Predicting risk is an inherent feature of clinical practice. How likely is a man with a given PSA level to have prostate cancer? Can lymph node dissection be safely avoided in a patient with testicular cancer? Should chemotherapy be given after cystectomy for bladder cancer? Traditionally, physicians use clinical judgment to estimate risks, relying on rules of thumb (heuristics) or assigning patients to simple risk groups. In the March issue of Nature Clinical Practice Urology, Novara et al. described a series of nomograms (or models) that can be used to predict whether a man with penile cancer has lymph node metastases and the likelihood that he will survive his cancer for 5 years (Novara et al. [2007] Nat Clin Pract Urol 4: 140–146). Risk stratification schemes have already been published that classify such patients into risk groups, and guidelines are available for the management of men with penile cancer. So why do we need nomograms?

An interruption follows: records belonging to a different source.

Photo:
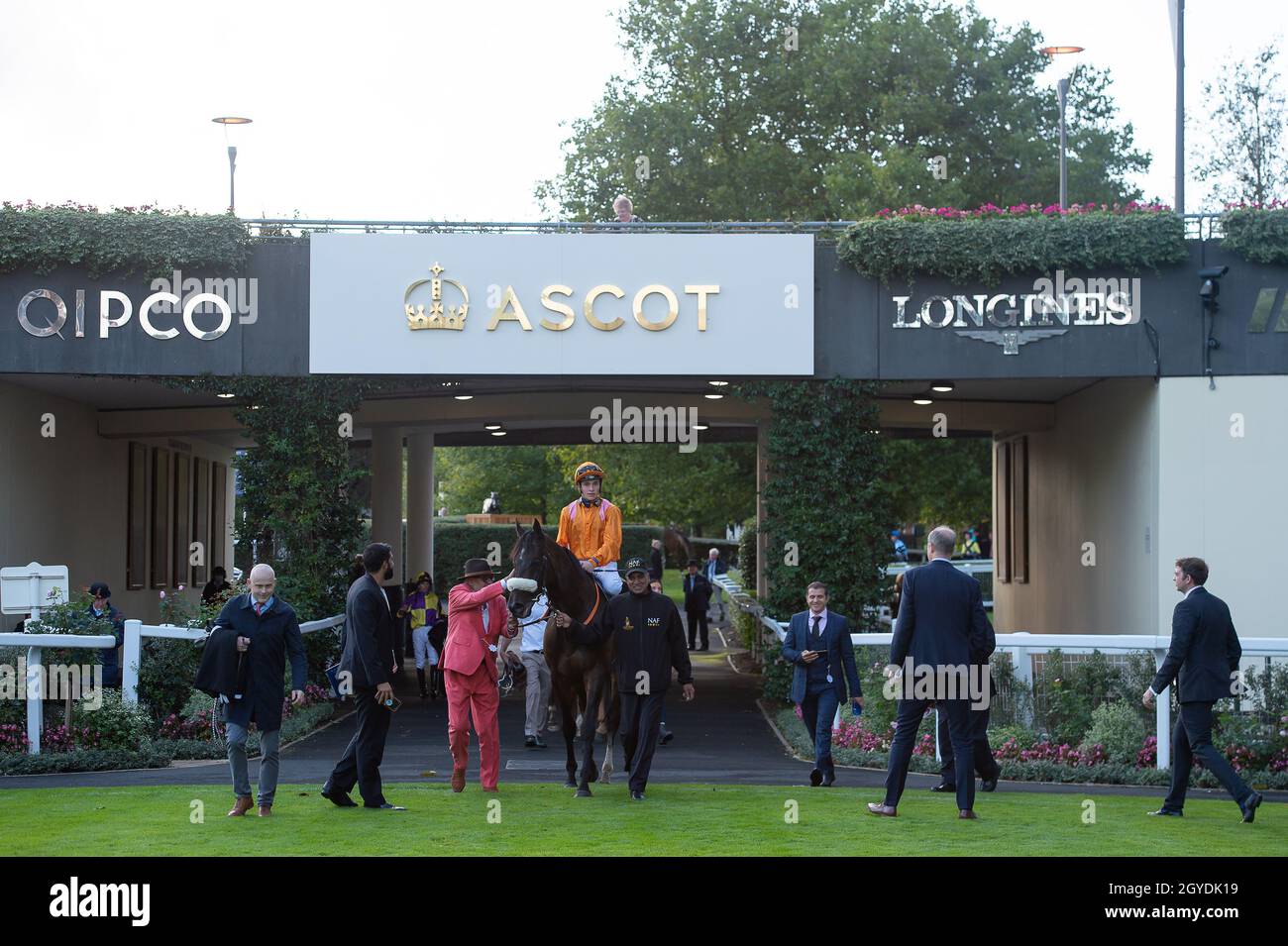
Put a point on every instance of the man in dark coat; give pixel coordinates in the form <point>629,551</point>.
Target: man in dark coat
<point>697,596</point>
<point>101,609</point>
<point>1203,659</point>
<point>366,666</point>
<point>648,643</point>
<point>267,631</point>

Despite their complexity, nomograms routinely provide more accurate predictions than risk group assignment

Nomograms are graphical representations of mathematical algorithms that incorporate multiple prognostic factors into optimized statistical models to predict a particular outcome. Since the first report of a nomogram for a urological disease (Kattan MW et al. [1998] J Natl Cancer Inst 90: 766–771), these models have come into widespread use, made easier to use in digital formats (www.nomograms.org). Despite their complexity, nomograms routinely provide more accurate predictions than risk group assignment or expert judgment (Kattan MW [2005] Nat Clin Pract Urol 2: 183–190).

Risk groups are popular but their accuracy is limited, in that they combine individuals with similar but not identical risk factors into a single group and categorize variables, such as PSA (0–4 ng/ml, 4.1–10 ng/ml, etc.), which give more information when analyzed as continuous variables. D'Amico's 'low-risk' prognostic group of prostate cancer patients (Stage T1c or T2a, Gleason score <7, PSA level <10 ng/ml) includes patients with a uniformly favorable prognosis, but many patients in his intermediate-risk and high-risk groups actually have an excellent prognosis as well (Kattan MW [2003] Curr Opin Urol 12: 111–116). Erroneous assignment to a high-risk group might lead to an inappropriate treatment decision, such as the pessimistic recommendation to avoid radical prostatectomy in a patient with a Gleason score 8, clinical stage T1c prostate cancer, whose PSA level is 4.5 ng/ml. This 'high-risk' patient actually has a 65% probability of freedom from biochemical recurrence 10 years after surgery alone (Stephenson et al. [2005] J Clin Oncol 23: 7005–7012).

Nomograms sometimes seem counterintuitive, especially when they include prognostic factors that have not been found to be statistically significant as independent predictors of outcome in multivariable analyses or if they weigh the values of a risk factor nonlinearly. Nevertheless, the prediction is usually more accurate than if fewer factors are included or the results are weighted linearly.

Novara et al. have made a valuable contribution by refining the accuracy of predicting nodal stage and survival in men with penile cancer. These nomograms, which incorporate standard, readily available, clinical and pathological variables are remarkably accurate (Ficarra V et al. [2006] J Urol 175: 1700–1705; Kattan MW et al. [2006] J Urol 175: 2103–2108). Before nomograms can be accepted in practice, or used to stratify patients in clinical trials, they should be validated in large, independent cohorts. Such nomograms provide patients with what they surely wish for: to know their own prognosis, not that of a risk group to which they might be assigned.